Workflow Pipelines
Once one or more Datasets have been added to a Workflow, the next step is to create Pipelines to process, transform, and prepare the data for output. Pipelines are where your business logic, mapping, and data harmonization take place.
In the Pipelines tab, you can add two types of pipelines: Supporting Pipelines and Output Pipelines.
In this view, Pipelines are grouped into two sections:
Supporting Pipelines – Shown at the top, with name, last edit, and timestamp
Output Pipelines – Listed below, including indicators for column match status and which one is marked as Primary (denoted by a shield icon)

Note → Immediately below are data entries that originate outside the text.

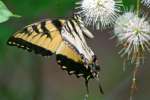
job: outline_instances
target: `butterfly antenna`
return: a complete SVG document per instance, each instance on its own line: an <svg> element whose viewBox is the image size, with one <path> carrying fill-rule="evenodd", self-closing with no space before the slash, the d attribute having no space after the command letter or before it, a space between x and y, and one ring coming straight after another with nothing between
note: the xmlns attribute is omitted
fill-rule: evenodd
<svg viewBox="0 0 150 100"><path fill-rule="evenodd" d="M88 86L88 79L85 80L85 87L86 87L86 94L84 96L84 100L88 99L89 96L89 86Z"/></svg>

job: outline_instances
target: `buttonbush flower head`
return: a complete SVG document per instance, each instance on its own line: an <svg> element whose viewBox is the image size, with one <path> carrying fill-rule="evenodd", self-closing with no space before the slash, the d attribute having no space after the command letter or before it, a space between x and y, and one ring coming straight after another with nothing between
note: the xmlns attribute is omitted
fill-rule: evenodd
<svg viewBox="0 0 150 100"><path fill-rule="evenodd" d="M122 6L121 0L82 0L77 4L80 5L78 14L84 18L85 24L92 24L96 29L112 25Z"/></svg>
<svg viewBox="0 0 150 100"><path fill-rule="evenodd" d="M146 18L138 17L133 12L126 12L118 17L115 23L114 35L123 47L119 52L126 55L131 62L140 63L143 54L150 48L150 24Z"/></svg>
<svg viewBox="0 0 150 100"><path fill-rule="evenodd" d="M142 3L148 7L150 7L150 0L142 0Z"/></svg>

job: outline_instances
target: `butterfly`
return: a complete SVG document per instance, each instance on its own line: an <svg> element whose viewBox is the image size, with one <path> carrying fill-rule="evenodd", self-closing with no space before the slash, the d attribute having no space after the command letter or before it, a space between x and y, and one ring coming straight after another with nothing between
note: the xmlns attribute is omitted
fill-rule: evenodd
<svg viewBox="0 0 150 100"><path fill-rule="evenodd" d="M100 66L84 36L94 37L81 18L74 15L69 19L45 19L28 25L13 34L7 44L42 56L55 54L63 70L85 79L88 92L88 81L99 80ZM99 88L103 93L101 85Z"/></svg>

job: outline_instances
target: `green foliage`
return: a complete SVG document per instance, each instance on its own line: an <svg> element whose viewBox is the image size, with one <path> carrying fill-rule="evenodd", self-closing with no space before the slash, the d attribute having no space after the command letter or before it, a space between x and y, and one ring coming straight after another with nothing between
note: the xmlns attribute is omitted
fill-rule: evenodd
<svg viewBox="0 0 150 100"><path fill-rule="evenodd" d="M19 15L13 14L0 0L0 23L7 21L10 17L20 17Z"/></svg>

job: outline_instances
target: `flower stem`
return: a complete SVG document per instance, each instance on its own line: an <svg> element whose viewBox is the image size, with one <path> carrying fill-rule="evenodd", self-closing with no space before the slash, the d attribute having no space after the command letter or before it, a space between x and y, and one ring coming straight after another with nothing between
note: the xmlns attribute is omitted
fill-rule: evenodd
<svg viewBox="0 0 150 100"><path fill-rule="evenodd" d="M136 14L137 14L137 16L139 16L139 12L140 12L140 2L141 2L141 0L137 0L137 12L136 12Z"/></svg>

Use the “New Pipeline” button to create and configure additional pipelines as needed.
Supporting Pipelines
Supporting Pipelines are executed first in the Workflow and are ideal for preprocessing, enrichment, or intermediate transformations. Key features include:
Reusability: Their outputs can be referenced by other Supporting Pipelines or Output Pipelines.
Independent Schema: They do not need to match the final Workflow Output Columns.
Flexible Order: You can change their execution order, allowing one Supporting Pipeline to rely on the output of another.
Joins and Limitations: While joining the output of two Supporting Pipelines directly is not supported, you can achieve similar results by joining source datasets within a single pipeline using the Join transformation.
Use Supporting Pipelines to organize complex transformations into manageable stages, especially when dealing with multiple input formats or enrichment layers.
Output Pipelines
Output Pipelines produce the final output of the Workflow. They must match the structure of the Workflow’s Output Columns, which are defined by the Output Pipeline marked as Primary.
Key Features of Output Pipelines:
Schema Conformance: All Output Pipelines must match the Output Columns defined by the Primary Output Pipeline.
Stacking: If multiple Output Pipelines are used, their outputs are automatically stacked into one combined dataset.
Primary Designation: One Output Pipeline must be set as Primary. This pipeline defines the Workflow’s Output Columns. You can switch the Primary designation at any time, and the new Primary will redefine the expected structure for all Output Pipelines.
Column Match Status: Pipelines that don’t match the Primary’s schema are flagged in the Columns Match column.
Prescriptive Feedback: When editing a non-conforming Output Pipeline, Nexadata provides helpful messages showing exactly what needs to be updated for the pipeline to match.